Era il flash di un attimo, il frutto proibito che la parte subliminale della mente però depositava per sempre nella memoria. Dopo aver spalancato la portiera, l’atto di scendere costringeva la signora sotto osservazione a divaricare le gambe di quel tanto che era necessario per appoggiarle al suolo. Frazioni di secondo entusiasmanti, di cui si facevano partecipi gli amici nelle lunghe serate d’estate trascorse ai tavolini dei bar del centro storico di Cremona. Poter esplorare il mistero delle gambe femminili sembrava colmare lo striminzito bagaglio di conoscenza che i giovani avevano del corpo della donna.
All’epoca, infatti, il nudo era severamente vietato, la censura sorvegliava film e televisione e le copertine delle rare riviste “pornografiche” occhieggiavano dalle edicole con la foto di una modella che indossava un costume intero o, nei casi più audaci, il bikini.
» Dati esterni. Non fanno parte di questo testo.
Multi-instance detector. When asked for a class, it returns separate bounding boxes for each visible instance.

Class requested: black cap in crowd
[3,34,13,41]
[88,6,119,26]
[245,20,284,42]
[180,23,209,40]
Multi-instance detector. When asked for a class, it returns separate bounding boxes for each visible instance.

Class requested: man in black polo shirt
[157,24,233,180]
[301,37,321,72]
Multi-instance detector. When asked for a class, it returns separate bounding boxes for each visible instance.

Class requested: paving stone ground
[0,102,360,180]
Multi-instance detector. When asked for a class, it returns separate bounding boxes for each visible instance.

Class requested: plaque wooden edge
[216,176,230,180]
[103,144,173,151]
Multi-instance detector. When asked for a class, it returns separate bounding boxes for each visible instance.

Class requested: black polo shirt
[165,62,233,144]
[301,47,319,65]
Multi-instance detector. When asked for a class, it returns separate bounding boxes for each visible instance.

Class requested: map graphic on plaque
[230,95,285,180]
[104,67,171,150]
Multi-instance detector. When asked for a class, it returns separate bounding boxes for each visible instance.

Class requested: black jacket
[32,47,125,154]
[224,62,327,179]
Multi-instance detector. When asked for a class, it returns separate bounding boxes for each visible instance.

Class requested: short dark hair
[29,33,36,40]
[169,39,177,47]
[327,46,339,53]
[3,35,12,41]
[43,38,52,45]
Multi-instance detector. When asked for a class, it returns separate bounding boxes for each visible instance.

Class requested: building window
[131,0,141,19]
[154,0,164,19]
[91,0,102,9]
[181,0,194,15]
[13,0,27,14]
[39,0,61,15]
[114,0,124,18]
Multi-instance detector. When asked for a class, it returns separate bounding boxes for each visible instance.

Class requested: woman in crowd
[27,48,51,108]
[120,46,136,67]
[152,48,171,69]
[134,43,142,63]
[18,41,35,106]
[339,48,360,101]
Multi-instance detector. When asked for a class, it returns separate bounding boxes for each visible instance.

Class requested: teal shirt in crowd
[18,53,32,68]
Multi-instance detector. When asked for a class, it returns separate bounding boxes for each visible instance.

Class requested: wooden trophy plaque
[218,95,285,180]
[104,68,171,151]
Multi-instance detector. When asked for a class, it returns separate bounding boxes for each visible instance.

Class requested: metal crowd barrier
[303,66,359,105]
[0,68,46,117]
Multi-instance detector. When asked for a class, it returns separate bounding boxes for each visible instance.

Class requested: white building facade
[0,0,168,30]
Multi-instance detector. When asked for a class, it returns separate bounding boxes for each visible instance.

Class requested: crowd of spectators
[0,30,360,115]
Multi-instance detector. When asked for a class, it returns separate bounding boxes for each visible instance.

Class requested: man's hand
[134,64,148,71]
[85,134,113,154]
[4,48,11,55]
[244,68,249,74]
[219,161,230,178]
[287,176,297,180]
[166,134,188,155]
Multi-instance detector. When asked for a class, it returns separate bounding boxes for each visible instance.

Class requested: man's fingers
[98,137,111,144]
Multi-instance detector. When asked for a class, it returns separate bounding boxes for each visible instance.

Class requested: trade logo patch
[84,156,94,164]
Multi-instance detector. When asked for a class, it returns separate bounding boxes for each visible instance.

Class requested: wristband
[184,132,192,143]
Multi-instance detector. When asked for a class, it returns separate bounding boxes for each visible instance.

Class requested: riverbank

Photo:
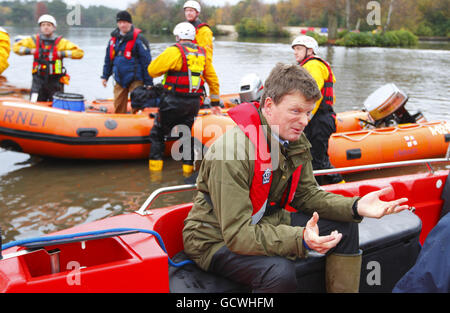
[215,25,450,47]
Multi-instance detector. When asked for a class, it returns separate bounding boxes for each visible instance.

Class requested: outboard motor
[239,73,264,103]
[364,83,425,127]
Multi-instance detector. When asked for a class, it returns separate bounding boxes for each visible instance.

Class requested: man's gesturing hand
[303,212,342,254]
[357,187,408,218]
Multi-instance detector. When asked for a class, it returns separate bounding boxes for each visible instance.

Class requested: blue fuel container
[52,92,85,112]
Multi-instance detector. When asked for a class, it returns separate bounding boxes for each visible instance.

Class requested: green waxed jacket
[183,111,360,270]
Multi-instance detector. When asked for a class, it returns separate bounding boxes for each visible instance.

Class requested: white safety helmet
[183,0,202,13]
[173,22,195,40]
[291,35,319,54]
[38,14,56,27]
[239,73,264,103]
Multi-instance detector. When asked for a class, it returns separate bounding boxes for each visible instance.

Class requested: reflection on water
[0,28,450,242]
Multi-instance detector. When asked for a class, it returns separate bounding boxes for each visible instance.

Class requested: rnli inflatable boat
[0,97,365,160]
[0,170,450,293]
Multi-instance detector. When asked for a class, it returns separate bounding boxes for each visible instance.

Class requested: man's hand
[303,212,342,254]
[211,106,222,115]
[357,187,409,218]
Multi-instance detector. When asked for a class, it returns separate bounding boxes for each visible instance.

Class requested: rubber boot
[183,164,194,177]
[325,250,362,293]
[148,160,163,172]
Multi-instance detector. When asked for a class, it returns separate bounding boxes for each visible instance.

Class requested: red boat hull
[0,170,449,292]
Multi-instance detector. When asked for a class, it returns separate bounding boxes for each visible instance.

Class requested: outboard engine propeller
[364,83,425,127]
[239,73,264,103]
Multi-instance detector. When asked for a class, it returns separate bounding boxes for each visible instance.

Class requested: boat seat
[169,211,422,293]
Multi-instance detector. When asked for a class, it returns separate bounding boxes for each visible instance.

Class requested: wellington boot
[325,250,362,293]
[148,160,163,172]
[183,164,194,177]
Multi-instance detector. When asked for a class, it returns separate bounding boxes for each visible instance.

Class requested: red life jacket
[193,22,211,44]
[109,28,142,61]
[228,102,302,224]
[33,34,63,76]
[163,43,206,96]
[300,55,334,105]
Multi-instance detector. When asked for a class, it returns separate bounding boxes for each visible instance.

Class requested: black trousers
[31,74,64,101]
[149,94,200,165]
[304,106,343,185]
[208,212,359,292]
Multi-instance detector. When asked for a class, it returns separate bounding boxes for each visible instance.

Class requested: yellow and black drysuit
[13,34,84,101]
[0,27,11,75]
[148,42,219,170]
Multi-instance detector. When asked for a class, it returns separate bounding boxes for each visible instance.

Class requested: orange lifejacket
[228,102,302,224]
[300,55,334,105]
[163,43,206,96]
[33,34,63,76]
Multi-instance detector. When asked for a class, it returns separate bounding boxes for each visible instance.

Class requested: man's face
[39,22,56,36]
[263,91,315,141]
[117,21,133,33]
[292,45,313,63]
[184,8,199,22]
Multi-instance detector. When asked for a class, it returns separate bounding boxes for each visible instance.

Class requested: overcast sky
[64,0,278,10]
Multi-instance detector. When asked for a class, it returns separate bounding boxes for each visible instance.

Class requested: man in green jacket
[183,64,408,292]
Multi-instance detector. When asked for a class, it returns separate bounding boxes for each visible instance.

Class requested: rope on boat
[2,228,194,267]
[333,123,442,142]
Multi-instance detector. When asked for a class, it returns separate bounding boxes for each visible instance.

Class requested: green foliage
[336,30,418,47]
[416,22,433,37]
[235,15,290,37]
[306,31,328,46]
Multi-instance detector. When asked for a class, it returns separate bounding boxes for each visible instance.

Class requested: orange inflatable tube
[328,121,450,167]
[192,115,450,167]
[0,98,170,159]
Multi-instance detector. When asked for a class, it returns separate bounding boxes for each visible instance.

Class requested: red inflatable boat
[0,170,450,293]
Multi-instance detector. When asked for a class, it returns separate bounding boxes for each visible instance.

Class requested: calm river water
[0,28,450,242]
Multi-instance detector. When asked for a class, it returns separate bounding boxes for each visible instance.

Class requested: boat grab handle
[136,156,450,215]
[136,184,197,215]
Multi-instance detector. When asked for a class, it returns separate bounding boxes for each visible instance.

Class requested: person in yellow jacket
[291,35,345,185]
[13,14,84,102]
[0,27,11,75]
[183,0,213,58]
[148,22,220,176]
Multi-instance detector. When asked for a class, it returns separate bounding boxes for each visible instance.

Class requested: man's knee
[252,257,297,292]
[334,222,359,254]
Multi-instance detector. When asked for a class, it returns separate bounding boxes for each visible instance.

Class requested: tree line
[0,0,450,39]
[130,0,450,39]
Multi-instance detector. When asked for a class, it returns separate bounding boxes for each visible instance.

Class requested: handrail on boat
[136,155,450,215]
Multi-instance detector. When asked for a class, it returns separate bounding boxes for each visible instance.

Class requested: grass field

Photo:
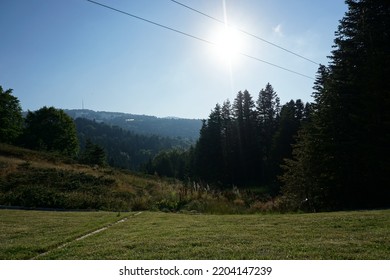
[0,210,390,260]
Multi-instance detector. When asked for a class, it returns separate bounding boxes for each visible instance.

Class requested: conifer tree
[282,0,390,209]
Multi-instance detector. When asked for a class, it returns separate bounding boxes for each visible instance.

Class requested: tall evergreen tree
[256,83,280,182]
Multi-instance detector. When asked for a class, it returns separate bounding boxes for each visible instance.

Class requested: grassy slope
[0,210,390,260]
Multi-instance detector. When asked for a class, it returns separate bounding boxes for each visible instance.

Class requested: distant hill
[75,118,193,170]
[64,109,202,142]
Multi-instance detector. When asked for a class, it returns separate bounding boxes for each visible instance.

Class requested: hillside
[74,118,193,170]
[64,109,202,142]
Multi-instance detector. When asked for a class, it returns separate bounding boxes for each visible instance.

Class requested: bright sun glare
[214,26,242,64]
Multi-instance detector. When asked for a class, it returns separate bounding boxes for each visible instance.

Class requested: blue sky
[0,0,347,118]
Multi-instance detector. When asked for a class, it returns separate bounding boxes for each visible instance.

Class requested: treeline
[147,0,390,211]
[0,93,191,171]
[74,118,190,171]
[147,84,311,194]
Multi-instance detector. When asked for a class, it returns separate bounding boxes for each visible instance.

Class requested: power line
[86,0,314,80]
[170,0,319,65]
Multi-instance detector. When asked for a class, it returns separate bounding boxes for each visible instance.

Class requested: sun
[213,25,243,64]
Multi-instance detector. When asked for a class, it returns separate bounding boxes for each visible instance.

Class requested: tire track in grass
[31,212,142,260]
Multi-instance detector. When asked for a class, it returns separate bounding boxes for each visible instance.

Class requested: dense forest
[0,0,390,211]
[74,118,192,171]
[64,109,202,143]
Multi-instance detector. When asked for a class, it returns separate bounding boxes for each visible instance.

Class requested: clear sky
[0,0,347,118]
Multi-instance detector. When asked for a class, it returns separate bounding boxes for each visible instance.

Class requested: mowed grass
[0,210,390,260]
[0,210,130,260]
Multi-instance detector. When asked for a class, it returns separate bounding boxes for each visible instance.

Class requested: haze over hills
[64,109,202,142]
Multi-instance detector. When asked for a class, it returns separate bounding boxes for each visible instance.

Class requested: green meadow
[0,210,390,260]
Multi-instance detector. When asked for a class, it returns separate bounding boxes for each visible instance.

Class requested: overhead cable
[86,0,314,80]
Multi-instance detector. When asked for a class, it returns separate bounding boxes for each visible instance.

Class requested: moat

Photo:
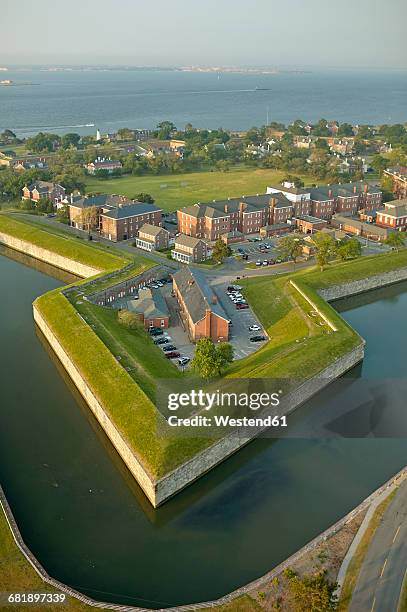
[0,247,407,607]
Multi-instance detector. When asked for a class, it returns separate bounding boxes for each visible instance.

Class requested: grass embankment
[0,508,98,612]
[86,168,312,211]
[0,214,126,272]
[227,249,407,378]
[338,489,397,612]
[0,500,261,612]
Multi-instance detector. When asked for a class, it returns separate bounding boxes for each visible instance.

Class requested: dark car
[148,327,164,336]
[163,344,177,353]
[154,338,169,344]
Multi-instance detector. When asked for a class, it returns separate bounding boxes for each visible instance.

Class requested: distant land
[0,64,310,75]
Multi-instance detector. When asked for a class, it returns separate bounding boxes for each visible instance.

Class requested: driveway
[349,479,407,612]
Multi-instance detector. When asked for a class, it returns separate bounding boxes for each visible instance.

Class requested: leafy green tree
[157,121,177,140]
[117,309,142,330]
[35,198,54,213]
[133,192,155,204]
[216,342,234,376]
[212,238,230,263]
[191,338,233,380]
[57,206,69,224]
[337,238,362,261]
[313,232,336,271]
[277,234,304,263]
[286,570,338,612]
[384,232,405,251]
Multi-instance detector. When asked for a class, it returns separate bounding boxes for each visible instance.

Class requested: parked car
[249,325,261,331]
[154,338,169,344]
[178,357,191,366]
[148,327,164,336]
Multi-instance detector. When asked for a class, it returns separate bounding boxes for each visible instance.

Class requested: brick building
[67,194,161,242]
[384,166,407,200]
[127,289,170,329]
[23,181,65,205]
[171,234,208,264]
[136,223,169,251]
[376,198,407,231]
[173,266,229,342]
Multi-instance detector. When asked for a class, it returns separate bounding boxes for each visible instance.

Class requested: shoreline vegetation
[0,214,407,479]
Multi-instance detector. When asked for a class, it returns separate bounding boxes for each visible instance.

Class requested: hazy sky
[0,0,407,68]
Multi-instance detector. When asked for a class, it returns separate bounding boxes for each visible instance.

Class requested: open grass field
[0,214,130,272]
[86,168,312,211]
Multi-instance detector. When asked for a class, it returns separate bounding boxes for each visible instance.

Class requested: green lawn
[0,508,99,612]
[82,168,312,211]
[0,214,130,271]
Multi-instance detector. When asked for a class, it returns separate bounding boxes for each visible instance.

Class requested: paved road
[348,480,407,612]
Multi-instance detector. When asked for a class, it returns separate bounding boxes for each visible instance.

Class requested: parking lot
[212,279,267,359]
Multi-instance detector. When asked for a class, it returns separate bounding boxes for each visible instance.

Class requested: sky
[0,0,407,69]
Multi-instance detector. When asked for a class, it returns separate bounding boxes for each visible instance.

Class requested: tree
[286,570,338,612]
[216,342,234,376]
[277,234,304,263]
[337,238,362,261]
[117,309,142,329]
[212,238,230,263]
[157,121,177,140]
[57,206,69,224]
[81,206,98,235]
[313,232,336,271]
[191,338,233,380]
[133,193,155,204]
[384,232,405,251]
[35,198,54,213]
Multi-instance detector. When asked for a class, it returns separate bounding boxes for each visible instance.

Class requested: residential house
[136,223,169,251]
[376,198,407,231]
[173,266,229,342]
[66,194,162,242]
[383,166,407,200]
[127,289,170,329]
[85,157,122,174]
[23,181,65,205]
[171,234,208,264]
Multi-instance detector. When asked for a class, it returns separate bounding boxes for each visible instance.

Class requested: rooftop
[174,266,229,323]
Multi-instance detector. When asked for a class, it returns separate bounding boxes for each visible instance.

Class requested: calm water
[0,70,407,135]
[0,245,407,607]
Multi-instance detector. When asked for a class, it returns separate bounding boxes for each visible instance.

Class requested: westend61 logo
[167,389,287,428]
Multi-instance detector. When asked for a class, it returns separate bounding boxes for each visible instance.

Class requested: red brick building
[376,198,407,231]
[23,181,65,205]
[173,266,229,342]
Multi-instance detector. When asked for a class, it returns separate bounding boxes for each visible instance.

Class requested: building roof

Ma i tempi erano maturi per un cambiamento radicale, che fu introdotto da Mary Quant, la stilista inglese inventrice della minigonna, che lanciò facendola indossare a una parrucchiera di 17 anni, Lesley Hornby detta Twiggy (grissino). La nuova moda fece proseliti anche a Cremona e le gambe nude, cosce comprese, spuntavano un po’ dovunque. La ragazza al volante o seduta sul sedile del passeggero esercitava un’attrazione fatale e il colpo d’occhio lanciato all’interno dell’auto prendeva d’infilata gli arti inferiori che la minigonna lasciava scoperti per tutta la loro estensione.
Grazie alla facile possibilità di fruire di tale visione, non vi fu alcun rammarico quando, di lì a qualche anno, le Case automobilistiche decretarono la fine delle portiere con apertura controvento perché si rivelarono pericolose.
Ma ciò che diventa lecito finisce per annoiare. Con il diffondersi della minigonna, la facilità con cui si potevano vedere gambe seminude finì per attenuare l’interesse e ben presto svanì la curiosità del gioco a gambe scoperte. Ma il fascino del proibito resiste. Le portiere controvento restano, nei giovani di allora, un ricordo indelebile, pur con la fugace immagine che lasciavano scorgere.
Sperangelo Bandera
Una risposta
Il discorso, nostalgico, di Sperangelo, valeva anche per il modo particolare (mi pare si definisse “alla cavallerizza”) con il quale le ragazze, obbligate ancora a non usare i pantaloni, erano costrette a sedersi, di traverso, sulla canna delle biciclette e sul sedile posteriore delle moto!